Not sure I would have opted for Bigtable here over sharded PostgreSQL because it unduly limits flexibility but within this constrained use case it works fine.

The big thing to remember which is covered by this article is your only real performant option to return multiple rows for BT is range scans so your keys should be setup to support this. If you need more than 1 index you are essentially shit out of luck - hence my preference to stay with PG as long as possible, even if that means sharding to multiple servers.

stangles1 · on March 8, 2022

Good points - sharded Postgres is more likely to be a better choice in most instances. I wouldn't be surprised even if sharded Postgres would have worked well for us, but as you mentioned, for this constrained use case, Bigtable works fine.

sitkack · on March 8, 2022

What is the recommended way to manage and interact with a shared Postgres cluster? Is it a fully connected mesh where every node running business logic talks to every Postgres node?

Would you use chain replication or a hash ring?

ntietz · on March 8, 2022

We did consider sharding PostgreSQL and opted for something that would be fully managed for us to minimize our management overhead. Managing sharded databases can be complicated business and that wasn't something we wanted to take on if we could avoid it.

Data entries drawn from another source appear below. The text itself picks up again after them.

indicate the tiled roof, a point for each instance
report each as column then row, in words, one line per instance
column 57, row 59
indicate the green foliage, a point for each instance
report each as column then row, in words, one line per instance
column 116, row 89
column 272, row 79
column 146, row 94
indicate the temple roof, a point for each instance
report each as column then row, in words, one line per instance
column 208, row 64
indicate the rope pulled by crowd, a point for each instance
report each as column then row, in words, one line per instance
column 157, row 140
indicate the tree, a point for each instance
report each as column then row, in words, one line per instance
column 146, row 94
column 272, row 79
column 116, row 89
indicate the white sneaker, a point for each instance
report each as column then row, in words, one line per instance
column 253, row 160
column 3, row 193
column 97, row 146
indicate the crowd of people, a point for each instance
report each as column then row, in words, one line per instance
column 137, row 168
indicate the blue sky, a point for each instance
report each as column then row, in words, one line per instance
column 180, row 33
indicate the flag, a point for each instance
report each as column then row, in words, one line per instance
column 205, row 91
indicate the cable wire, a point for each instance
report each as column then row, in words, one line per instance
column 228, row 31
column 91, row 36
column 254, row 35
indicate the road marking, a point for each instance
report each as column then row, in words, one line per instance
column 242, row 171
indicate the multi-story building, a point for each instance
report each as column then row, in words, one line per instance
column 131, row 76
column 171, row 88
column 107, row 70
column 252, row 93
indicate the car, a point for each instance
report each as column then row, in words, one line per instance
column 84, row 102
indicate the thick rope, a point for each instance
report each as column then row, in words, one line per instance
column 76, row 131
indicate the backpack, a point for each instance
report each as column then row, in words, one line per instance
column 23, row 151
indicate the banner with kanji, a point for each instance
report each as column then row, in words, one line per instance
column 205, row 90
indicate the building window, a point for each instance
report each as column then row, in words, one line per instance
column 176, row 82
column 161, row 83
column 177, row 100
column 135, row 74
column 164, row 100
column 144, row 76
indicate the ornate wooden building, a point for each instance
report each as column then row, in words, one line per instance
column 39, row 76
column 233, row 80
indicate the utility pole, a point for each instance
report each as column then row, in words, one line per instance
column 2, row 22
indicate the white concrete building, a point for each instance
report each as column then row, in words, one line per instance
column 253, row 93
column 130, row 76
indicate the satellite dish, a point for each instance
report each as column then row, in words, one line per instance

ithkuil · on March 8, 2022

Planetscale does a good job at that, but for MySQL

jeffbee · on March 8, 2022

Small nit: bigtable does support transactions. They just have to be contained within a single row.

bbulkow · on March 8, 2022

It is a reasonable shorthand to say the only interesting transactions are multi row, and thus big table doesn't support transactions. More correctly, the only transactional guarantees are single row, sure. But saying it does support transactions is misleading.

Spoken as a guy whose database did not support multi row transactions and was always told that.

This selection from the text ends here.